For Cara McClellan, an attorney representing both The Black Journey and the Avenging the Ancestors Coalition, the absence of the panels illustrated precisely why the lawsuit matters.

“Without the interpretive materials, there really is no way to interpret and understand what you’re seeing,” McClellan told WHYY News. “They’re critical.”

McClellan said the site loses much of its educational value without the exhibits and noted that the President’s House memorial is unique among national park sites.

“It’s just a constant reminder of how critical this information is and that it be part of the national record and memory,” she said.

At the center of the legal dispute is a disagreement over ownership and control. Federal officials argue that the National Park Service assumed ownership of the exhibit upon its completion.

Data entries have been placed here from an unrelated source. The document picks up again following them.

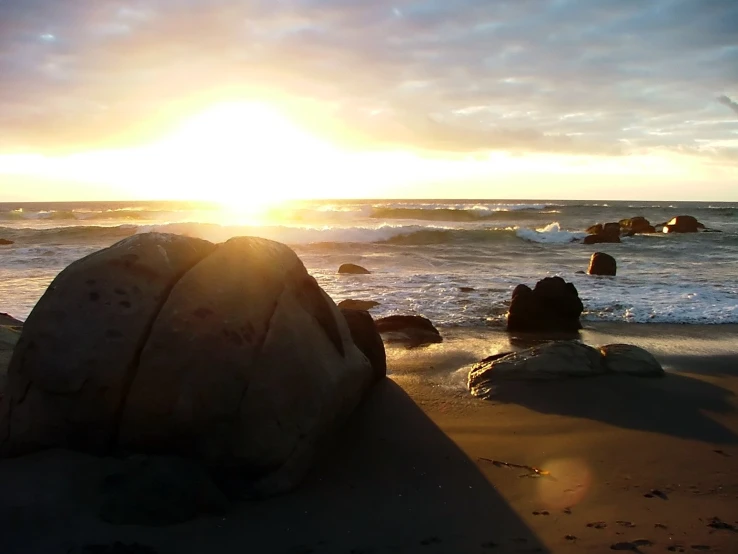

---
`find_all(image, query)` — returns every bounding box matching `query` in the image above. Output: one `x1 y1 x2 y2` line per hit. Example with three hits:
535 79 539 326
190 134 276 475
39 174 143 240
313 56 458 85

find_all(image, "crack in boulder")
107 247 219 453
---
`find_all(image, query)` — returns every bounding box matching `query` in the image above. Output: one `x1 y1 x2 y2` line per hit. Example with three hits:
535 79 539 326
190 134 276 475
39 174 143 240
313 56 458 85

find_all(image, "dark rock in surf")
459 287 475 293
583 222 621 244
0 239 13 245
619 216 655 234
507 276 583 333
663 215 705 233
375 315 442 347
587 252 617 276
338 263 371 274
340 308 386 381
338 299 380 310
1 233 375 498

The city and its partners counter that the project was the result of a three-way collaboration involving the city, the park service and community advocates — and that the public has a lasting stake in its presence.

“To have this about-face after the exhibit has existed since 2010, without any reasoning provided to the public, gets to the core of what this case is about,” McClellan said, noting millions of dollars in financing Philadelphians made in bringing the exhibit to life. “The community has been invested in this from the beginning.”

‘Whitewashing’ history

The removal of the President’s House slavery exhibit traces back to an executive order issued early in President Donald Trump’s second term directing federal agencies to review national park programming and exhibits deemed “disparaging” to American history.

For historians, the directive signaled a fundamental shift in how the federal government approaches public history. Judy Giesberg, a professor of history at Villanova University who specializes in slavery and memory, rejected the notion that such interpretation disparages the nation’s past.

“What we do as historians is look at the evidence in front of us and tell a story that is closely tied to the facts,” she said. “It actually places the United States in conversation with other nations that were built on slaveholding and then course-corrected. You could see this as evidence of a maturing nation.”

Giesberg said the President’s House exhibit reflects decades of historical research documenting how Washington rotated enslaved people in and out of Philadelphia to avoid Pennsylvania’s Gradual Abolition of Slavery Act — a practice that went largely untold at the site until the exhibit was established more than a decade ago.

“That story had not been told at that site until historians and activists worked to make it visible,” she said.

Giesberg said the order fits into a broader pattern of rolling back historical interpretation across federal lands, including the removal of information about climate change, Indigenous peoples and Black military service.

She added that the current events are parallel to other times in history in which the government engaged in “whitewashing.”

“Reconstruction is a great example of that, when the nation committed itself to an expansive definition of citizenship and a federal guarantee of protections for that citizenship, and then when the federal government decided that they were no longer interested in that, they opened the door for a resurgence of white supremacy and a stripping of those individual rights,” she said.

As the nation approaches the 250th anniversary of the American Revolution, Giesberg said the dispute over the President’s House underscores what is at stake.

“This is precisely the moment to tell the truth about where the country began, how it began, and the conflicting ideas that shaped it,” she said. “History doesn’t always move forward. It can go backwards, too — and that’s what makes this fight so important.”

Editor’s note: This article was updated to reflect that the National Constitution Center does not oversee the storage area where the National Park Service currently holds the panels.